Life History and Reproductive Biology of the Gilgie, Cherax Quinquecarinatus, a Freshwater Crayfish Endemic to Southwestern Australia

Abstract The gilgie, Cherax quinquecarinatus, a freshwater crayfish endemic to southwestern Western Australia, occupies a wide range of permanent and temporary aquatic environments. Reproductive and population biology parameters were determined in Bull Creek, southwestern Western Australia. Crayfish were collected monthly from May 2002 to April 2003. The seasonal von Bertalanffy growth curve, fitted for the first 14 months of life for female and male C. quinquecarinatus, had respective curvature parameters (K) and asymptotic orbital carapace lengths OCL∞ (CL∞) of 0.29 and 59.6 (71.2) mm for females and 0.25 and 73.8 (87.0) mm for males, respectively.
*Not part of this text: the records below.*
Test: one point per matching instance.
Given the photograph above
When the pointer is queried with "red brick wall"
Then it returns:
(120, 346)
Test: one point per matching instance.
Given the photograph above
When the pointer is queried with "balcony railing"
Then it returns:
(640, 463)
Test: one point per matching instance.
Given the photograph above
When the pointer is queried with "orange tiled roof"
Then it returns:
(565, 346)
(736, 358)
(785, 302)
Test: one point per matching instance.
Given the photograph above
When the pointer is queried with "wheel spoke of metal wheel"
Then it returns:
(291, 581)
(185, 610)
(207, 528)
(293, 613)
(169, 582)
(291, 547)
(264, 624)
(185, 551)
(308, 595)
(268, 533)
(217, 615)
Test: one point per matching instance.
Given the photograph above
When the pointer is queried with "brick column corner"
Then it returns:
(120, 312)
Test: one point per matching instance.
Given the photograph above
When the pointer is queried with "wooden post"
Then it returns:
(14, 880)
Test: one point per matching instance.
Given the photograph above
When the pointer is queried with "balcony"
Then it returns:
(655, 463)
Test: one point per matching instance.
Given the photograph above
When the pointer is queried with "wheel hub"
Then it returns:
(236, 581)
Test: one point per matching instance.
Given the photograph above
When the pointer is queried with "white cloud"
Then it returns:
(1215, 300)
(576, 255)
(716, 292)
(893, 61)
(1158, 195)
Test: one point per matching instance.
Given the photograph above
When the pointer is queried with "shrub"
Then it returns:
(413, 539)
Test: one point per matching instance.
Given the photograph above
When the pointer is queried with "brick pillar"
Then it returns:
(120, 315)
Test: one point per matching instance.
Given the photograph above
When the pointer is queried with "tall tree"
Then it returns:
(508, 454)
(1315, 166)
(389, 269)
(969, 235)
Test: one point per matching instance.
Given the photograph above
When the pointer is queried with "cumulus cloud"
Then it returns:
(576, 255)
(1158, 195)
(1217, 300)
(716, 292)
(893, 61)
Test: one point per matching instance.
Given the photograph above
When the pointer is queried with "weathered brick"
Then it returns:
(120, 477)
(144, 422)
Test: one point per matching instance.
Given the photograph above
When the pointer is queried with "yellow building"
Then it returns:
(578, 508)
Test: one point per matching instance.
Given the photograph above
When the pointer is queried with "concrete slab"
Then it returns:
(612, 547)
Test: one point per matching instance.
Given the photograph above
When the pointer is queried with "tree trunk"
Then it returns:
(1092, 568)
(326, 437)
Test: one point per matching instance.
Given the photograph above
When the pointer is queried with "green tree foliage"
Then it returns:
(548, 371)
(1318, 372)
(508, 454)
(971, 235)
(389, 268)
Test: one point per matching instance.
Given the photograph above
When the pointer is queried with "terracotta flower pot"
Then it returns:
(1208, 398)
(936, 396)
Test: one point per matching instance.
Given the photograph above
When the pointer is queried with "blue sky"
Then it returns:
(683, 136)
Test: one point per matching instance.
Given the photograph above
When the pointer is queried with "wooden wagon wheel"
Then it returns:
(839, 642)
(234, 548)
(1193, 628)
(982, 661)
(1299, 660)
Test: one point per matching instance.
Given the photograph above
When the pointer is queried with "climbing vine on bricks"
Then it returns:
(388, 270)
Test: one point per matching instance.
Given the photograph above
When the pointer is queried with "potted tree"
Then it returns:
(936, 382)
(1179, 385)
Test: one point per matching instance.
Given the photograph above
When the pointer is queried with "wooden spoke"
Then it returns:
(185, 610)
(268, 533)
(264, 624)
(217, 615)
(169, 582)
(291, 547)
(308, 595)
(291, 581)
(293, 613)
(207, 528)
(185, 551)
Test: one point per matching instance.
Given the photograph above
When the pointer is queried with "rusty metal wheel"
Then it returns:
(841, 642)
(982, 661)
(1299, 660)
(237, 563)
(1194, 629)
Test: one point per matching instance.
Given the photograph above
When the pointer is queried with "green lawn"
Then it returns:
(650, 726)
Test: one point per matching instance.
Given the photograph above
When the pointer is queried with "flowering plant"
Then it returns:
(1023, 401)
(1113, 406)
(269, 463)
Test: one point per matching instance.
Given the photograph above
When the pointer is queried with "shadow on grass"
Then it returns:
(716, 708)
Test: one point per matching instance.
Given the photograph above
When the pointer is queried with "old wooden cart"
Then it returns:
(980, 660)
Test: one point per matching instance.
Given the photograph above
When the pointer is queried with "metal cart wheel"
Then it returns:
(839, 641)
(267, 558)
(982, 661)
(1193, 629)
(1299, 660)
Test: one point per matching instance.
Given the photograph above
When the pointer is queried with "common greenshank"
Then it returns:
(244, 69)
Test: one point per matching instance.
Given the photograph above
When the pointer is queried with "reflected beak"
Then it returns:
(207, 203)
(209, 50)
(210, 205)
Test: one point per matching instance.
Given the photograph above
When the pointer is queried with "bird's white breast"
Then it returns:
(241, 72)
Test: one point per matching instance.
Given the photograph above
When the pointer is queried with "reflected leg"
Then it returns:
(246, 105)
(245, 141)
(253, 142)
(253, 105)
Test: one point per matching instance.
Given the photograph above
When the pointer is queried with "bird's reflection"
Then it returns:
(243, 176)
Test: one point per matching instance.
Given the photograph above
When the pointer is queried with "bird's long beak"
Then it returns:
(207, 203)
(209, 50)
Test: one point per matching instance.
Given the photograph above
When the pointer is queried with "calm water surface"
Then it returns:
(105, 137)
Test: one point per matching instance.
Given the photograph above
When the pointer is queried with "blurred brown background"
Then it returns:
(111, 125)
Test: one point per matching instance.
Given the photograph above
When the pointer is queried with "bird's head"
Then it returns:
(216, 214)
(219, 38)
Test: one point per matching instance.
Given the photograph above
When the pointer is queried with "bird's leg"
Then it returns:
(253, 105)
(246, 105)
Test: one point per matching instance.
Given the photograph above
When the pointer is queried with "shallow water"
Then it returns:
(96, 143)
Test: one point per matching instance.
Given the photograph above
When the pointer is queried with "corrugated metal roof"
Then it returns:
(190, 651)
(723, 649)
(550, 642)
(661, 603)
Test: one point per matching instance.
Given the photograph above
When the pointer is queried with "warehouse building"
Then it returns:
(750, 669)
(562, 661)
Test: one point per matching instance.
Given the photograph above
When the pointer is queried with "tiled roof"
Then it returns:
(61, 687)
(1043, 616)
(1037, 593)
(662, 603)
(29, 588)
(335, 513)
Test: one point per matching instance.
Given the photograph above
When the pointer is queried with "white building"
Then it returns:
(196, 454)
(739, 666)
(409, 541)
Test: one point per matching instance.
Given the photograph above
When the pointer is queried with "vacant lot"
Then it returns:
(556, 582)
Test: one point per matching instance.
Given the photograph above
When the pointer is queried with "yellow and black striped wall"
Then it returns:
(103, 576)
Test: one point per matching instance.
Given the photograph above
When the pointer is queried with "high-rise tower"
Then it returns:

This equates to OCLs (CLs) of females and males at age 12 months of 14.7 (19.2) and 14.1 (18.4) mm, respectively. Cherax quinquecarinatus was found to mature at a relatively small size, with the length at which 50% of individuals mature L50 for females and males being 18.8 and 24.5 mm OCL (24.1 and 30.9 mm CL), respectively. The majority of C. quinquecarinatus thus first spawned at the end of their second year of life. The potential (ovarian) and pleopodal fecundities of C. quinquecarinatus were relatively low compared to other freshwater crayfish species of similar size, being 81.7 (± 5.93 S.E.) and 77.1 (± 13.76 S.E.), respectively. Cherax quinquecarinatus underwent an extended spawning period, from late winter to late summer (i.e., August to February), with three spawning events facilitated by short brood and rapid gonadal recovery periods, traits consistent with other crayfish species able to exist in temporary environments. Estimates of total mortality (Z) were relatively high at 2.34 and 1.95/year based on age-converted catch curves for females and males, respectively, with a considerable proportion of this attributed to fishing mortality (exploitation rates of 0.76 and 0.75 for females and males, respectively). Cherax quinquecarinatus underwent a life-history strategy that showed characteristics of both a summer (r- strategist) and winter (K-strategist) brooder.